Global spectra, polytopes and stacky invariants

TL;DR

This paper introduces a new geometric spectrum for convex polytopes, extending Batyrev's stringy E-functions, and establishes formulas connecting polytope invariants with algebraic and topological properties, including a proof of Hertling's conjecture.

Contribution

It defines a stacky geometric spectrum for polytopes, proves a formula relating it to E-polynomials, and applies these results to Fano polytopes and Hertling's conjecture.

Findings

Derived a closed formula for the variance of the geometric spectrum.

Established a Noether's formula for two-dimensional Fano polytopes.
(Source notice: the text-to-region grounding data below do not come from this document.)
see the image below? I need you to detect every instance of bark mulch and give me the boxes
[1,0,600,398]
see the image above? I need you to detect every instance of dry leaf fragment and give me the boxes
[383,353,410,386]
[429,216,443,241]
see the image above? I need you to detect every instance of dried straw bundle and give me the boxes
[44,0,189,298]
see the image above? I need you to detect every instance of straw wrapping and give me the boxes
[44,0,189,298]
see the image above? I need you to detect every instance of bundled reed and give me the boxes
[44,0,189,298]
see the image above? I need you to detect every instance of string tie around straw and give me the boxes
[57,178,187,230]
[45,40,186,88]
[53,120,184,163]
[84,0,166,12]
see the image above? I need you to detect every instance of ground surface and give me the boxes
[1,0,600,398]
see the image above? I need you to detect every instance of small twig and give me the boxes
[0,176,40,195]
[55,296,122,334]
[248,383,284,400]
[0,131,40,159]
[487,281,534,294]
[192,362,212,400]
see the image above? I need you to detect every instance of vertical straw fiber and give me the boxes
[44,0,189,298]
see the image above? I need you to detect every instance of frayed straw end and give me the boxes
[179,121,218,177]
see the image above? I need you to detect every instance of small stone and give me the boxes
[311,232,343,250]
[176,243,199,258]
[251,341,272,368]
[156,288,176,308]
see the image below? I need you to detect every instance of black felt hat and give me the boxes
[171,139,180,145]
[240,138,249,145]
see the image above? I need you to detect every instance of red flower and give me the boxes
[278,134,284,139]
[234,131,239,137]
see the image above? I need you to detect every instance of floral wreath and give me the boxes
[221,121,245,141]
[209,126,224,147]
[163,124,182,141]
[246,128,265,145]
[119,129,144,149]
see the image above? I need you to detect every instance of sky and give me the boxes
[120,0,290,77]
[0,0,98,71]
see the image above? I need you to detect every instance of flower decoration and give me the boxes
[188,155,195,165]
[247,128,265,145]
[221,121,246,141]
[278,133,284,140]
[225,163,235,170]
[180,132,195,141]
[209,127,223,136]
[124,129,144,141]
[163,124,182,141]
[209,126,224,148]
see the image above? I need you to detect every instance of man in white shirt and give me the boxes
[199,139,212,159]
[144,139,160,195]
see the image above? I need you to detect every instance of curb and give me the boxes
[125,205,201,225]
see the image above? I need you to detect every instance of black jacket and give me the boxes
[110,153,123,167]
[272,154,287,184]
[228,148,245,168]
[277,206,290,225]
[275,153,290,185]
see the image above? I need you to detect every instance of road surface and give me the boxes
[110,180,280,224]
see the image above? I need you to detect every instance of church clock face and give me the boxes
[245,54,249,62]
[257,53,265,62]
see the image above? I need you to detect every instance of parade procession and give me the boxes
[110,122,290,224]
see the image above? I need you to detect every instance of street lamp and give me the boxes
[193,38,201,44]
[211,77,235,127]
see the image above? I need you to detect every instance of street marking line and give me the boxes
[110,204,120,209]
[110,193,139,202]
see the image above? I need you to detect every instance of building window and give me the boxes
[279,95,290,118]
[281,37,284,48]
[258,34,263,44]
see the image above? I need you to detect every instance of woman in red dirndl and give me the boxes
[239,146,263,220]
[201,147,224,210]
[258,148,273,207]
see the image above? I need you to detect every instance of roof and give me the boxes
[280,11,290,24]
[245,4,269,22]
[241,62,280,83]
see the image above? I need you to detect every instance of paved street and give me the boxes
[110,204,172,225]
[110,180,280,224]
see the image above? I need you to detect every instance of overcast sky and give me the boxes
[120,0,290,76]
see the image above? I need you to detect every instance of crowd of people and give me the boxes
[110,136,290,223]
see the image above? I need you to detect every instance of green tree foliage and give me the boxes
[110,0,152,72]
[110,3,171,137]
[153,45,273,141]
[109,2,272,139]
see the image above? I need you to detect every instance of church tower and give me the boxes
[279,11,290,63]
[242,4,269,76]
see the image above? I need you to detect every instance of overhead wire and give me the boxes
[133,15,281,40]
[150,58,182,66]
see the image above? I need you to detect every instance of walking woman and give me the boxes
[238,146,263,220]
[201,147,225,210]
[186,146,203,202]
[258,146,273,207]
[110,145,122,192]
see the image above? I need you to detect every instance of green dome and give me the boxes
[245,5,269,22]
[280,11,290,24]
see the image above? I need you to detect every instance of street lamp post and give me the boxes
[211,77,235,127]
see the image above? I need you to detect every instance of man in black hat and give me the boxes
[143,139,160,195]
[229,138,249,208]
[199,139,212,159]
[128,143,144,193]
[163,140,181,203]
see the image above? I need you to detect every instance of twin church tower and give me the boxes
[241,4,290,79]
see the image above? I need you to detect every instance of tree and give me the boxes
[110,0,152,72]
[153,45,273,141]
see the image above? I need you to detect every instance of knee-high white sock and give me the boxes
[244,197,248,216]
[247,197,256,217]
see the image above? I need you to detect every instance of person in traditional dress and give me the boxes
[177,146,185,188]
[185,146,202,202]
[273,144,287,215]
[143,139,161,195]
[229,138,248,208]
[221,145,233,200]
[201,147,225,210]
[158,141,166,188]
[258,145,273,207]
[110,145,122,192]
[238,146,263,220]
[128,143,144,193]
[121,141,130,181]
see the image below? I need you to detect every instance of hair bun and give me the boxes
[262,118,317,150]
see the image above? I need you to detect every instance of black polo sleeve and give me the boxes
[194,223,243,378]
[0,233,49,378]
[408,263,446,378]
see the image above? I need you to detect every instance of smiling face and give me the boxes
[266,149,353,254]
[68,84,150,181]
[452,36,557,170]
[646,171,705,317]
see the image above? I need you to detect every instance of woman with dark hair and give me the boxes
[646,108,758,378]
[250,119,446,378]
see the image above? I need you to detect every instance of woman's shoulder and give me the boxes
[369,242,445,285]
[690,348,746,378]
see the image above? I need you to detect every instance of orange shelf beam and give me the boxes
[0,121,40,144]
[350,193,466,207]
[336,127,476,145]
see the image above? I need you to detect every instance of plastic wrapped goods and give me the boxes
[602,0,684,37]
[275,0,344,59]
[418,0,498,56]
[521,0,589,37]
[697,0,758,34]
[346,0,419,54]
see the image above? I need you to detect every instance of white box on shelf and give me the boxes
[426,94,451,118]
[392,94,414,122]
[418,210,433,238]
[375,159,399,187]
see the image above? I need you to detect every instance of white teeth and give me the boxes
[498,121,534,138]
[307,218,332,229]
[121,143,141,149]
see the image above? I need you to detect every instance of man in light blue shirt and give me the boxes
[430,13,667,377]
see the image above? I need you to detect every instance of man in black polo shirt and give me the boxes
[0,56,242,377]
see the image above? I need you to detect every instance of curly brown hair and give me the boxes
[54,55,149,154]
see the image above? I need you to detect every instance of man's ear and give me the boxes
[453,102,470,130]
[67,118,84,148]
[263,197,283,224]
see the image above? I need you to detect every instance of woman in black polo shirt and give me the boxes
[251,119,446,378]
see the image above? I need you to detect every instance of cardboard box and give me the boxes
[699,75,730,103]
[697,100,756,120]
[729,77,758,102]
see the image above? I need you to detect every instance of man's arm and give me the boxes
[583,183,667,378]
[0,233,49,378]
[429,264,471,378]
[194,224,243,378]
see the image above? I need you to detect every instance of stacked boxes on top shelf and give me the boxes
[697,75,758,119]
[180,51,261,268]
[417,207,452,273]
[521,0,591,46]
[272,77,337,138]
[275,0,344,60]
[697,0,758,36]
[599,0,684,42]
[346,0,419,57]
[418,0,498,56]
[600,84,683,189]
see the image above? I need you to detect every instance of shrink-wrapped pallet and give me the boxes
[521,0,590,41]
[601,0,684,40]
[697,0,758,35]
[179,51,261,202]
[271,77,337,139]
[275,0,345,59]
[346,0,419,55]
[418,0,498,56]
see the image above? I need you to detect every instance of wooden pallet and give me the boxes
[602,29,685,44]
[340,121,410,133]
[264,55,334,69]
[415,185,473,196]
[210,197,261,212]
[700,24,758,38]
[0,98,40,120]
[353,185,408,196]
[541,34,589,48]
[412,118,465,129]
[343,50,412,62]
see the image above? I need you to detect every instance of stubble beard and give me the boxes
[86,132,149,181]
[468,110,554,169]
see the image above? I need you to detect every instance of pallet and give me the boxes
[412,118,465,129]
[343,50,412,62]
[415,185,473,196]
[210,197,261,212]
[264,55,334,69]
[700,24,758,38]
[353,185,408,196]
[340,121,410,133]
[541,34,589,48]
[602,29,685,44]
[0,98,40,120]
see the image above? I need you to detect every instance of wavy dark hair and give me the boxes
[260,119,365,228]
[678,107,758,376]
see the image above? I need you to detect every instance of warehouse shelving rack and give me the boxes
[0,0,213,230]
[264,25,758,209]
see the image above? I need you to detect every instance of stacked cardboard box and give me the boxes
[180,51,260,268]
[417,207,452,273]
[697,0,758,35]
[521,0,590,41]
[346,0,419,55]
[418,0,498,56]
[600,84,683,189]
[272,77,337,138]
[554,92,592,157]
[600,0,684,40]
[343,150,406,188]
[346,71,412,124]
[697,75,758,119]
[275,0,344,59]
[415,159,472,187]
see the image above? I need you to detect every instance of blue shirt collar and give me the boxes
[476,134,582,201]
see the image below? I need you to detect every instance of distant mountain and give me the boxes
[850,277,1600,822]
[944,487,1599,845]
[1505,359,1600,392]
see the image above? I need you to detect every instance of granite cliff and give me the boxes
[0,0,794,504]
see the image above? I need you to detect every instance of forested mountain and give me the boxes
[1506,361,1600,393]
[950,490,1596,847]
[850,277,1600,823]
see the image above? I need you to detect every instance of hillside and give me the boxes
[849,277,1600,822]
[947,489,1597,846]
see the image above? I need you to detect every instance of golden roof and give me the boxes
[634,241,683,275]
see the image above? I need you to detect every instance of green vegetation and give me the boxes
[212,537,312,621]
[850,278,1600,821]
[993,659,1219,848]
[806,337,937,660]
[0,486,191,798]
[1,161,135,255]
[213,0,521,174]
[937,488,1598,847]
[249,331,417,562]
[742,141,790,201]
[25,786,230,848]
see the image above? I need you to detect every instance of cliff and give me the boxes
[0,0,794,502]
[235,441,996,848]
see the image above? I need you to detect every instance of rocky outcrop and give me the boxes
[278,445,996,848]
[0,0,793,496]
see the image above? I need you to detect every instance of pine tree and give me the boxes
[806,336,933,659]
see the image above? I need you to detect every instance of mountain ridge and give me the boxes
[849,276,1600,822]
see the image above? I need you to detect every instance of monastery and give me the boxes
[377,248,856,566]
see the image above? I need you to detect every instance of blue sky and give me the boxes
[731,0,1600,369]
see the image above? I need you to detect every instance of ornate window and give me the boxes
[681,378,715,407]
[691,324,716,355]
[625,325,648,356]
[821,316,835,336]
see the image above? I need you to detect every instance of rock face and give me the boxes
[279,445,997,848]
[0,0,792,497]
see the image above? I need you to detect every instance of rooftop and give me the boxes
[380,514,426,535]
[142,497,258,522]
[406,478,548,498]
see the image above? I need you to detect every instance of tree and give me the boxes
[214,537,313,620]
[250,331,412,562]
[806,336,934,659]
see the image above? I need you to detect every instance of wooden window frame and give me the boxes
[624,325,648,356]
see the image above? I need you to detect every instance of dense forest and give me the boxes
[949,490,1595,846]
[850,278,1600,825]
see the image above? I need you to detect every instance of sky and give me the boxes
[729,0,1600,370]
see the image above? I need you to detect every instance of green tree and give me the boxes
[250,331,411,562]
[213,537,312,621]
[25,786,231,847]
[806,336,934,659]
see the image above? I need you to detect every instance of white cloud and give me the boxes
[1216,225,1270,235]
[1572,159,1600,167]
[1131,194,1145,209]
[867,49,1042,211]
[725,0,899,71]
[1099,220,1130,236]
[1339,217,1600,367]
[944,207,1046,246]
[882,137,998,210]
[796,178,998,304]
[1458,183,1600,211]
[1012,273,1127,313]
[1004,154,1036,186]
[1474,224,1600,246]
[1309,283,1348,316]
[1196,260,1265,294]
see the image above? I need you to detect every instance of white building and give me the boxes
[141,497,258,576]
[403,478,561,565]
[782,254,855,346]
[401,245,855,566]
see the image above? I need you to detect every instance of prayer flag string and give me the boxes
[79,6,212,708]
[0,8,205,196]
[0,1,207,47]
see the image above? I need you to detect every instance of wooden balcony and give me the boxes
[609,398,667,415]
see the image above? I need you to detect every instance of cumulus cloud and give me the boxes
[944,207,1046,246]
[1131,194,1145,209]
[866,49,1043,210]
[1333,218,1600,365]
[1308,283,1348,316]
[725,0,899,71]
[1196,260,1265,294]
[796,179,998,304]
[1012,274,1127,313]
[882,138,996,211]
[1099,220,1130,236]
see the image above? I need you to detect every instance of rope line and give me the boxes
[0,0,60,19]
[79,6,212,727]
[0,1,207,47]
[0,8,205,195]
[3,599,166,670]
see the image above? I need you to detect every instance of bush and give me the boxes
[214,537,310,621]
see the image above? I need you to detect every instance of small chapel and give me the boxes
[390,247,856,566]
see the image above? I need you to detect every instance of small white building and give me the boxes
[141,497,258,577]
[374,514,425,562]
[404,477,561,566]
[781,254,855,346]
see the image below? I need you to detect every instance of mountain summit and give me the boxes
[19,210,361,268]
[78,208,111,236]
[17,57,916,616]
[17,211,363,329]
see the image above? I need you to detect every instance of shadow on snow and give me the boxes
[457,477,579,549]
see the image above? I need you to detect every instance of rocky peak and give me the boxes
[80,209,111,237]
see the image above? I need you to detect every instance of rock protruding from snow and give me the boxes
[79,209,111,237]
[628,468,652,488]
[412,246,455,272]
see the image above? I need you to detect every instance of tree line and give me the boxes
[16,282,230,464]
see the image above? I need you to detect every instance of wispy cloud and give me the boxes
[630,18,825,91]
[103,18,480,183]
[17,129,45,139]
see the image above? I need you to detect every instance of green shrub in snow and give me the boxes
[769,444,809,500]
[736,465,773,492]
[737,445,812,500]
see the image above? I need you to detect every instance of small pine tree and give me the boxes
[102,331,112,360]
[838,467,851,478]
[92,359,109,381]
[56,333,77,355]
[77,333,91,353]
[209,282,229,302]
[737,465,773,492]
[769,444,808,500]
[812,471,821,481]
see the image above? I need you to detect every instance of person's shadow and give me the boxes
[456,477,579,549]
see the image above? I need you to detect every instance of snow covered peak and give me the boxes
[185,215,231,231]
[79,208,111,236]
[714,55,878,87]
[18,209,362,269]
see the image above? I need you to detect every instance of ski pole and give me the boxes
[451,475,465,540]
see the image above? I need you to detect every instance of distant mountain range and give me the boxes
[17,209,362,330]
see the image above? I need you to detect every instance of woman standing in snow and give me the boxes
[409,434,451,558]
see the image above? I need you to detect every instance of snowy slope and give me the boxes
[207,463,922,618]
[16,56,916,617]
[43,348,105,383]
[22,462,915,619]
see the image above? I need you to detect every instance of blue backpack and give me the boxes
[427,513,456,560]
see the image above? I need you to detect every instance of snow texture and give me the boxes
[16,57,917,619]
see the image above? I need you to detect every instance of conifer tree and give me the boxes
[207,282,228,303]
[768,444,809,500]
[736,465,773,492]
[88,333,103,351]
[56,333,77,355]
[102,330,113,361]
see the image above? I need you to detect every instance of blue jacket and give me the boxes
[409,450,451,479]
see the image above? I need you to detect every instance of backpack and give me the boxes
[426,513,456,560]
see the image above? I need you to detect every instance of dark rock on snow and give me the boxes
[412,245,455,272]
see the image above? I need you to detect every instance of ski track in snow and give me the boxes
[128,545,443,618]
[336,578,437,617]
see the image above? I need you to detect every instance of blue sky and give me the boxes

Proved the equality of geometric and algebraic spectra for polytopes.

Abstract

Given a convex polytope, we define its geometric spectrum, a stacky version of Batyrev's stringy E-functions, and we prove a stacky version of a formula of Libgober and Wood about the E-polynomial of a smooth projective variety. As an application, we get a closed formula for the variance of the geometric spectrum and a Noether's formula for two dimensional Fano polytopes (polytopes whose vertices are primitive lattice points). We also show that this geometric spectrum is equal to the algebraic spectrum of the polytope (the spectrum at infinity of a tame Laurent polynomial whose Newton polytope is the polytope alluded to). This gives an explanation and some positive answers to Hertling's conjecture about the variance of the spectrum of tame regular functions.